I trained the model a few times and noticed that the accuracy varied significantly. For some trainings, it was stuck at around 0.56, for others, it went from 0.4 to 0.5 to 0.6. In this final training, it jumped from 0.54 to 0.75 in the final epoch. I think this means that the combination of data and hyperparameters is causing an unstable training regime for this model.

Let’s look at some of the predictions on the test set:

preds = trainer.predict(eval_ds).predictions.astype(float)
preds[:10], preds.shape

(array([[0.53808594],
        [0.16943359],
        [0.14575195],
        [0.52392578],
        [0.50390625],
        [0.52539062],
        [0.52734375],
        [0.14221191],
        [0.52001953],
        [0.53320312]]),
 (100, 1))

I’ll calculate the accuracy for the test set:

torch.tensor((preds.squeeze(1)>0.5) == eval_df['Survived'].values).float().mean().item()

0.8100000023841858

Not bad! I get an 81% accuracy on my test set. The linear, neural net, deep neural net and fastai tabular_learner model achieved an accuracy of about 83% on their validation sets.

Final Thoughts

Overall I found this exercise enjoyable.
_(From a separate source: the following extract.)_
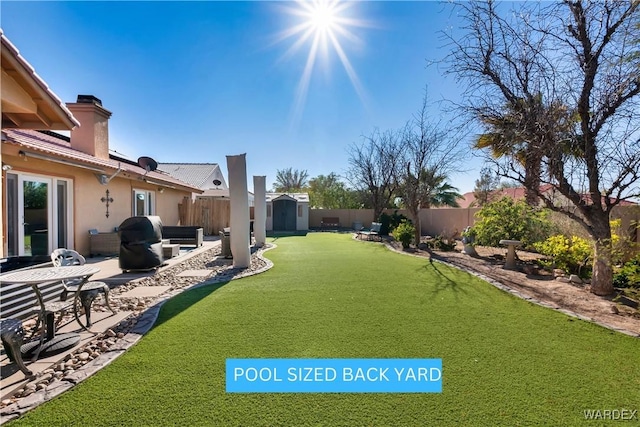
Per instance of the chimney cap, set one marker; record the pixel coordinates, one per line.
(89, 99)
I learned a little bit more about using HuggingFace Transfomers, and better understand what Jeremy did in his example notebook. I am not confident in this model or approach as I did notice the training was unstable (highly varying accuracy across different trainings), and this dataset is not really meant for an NLP model. I also had a relatively smaller number of rows than the example that Jeremy showed. That being said, my model wasn’t a complete dud as it mostly accurately predicted who survived in my test set.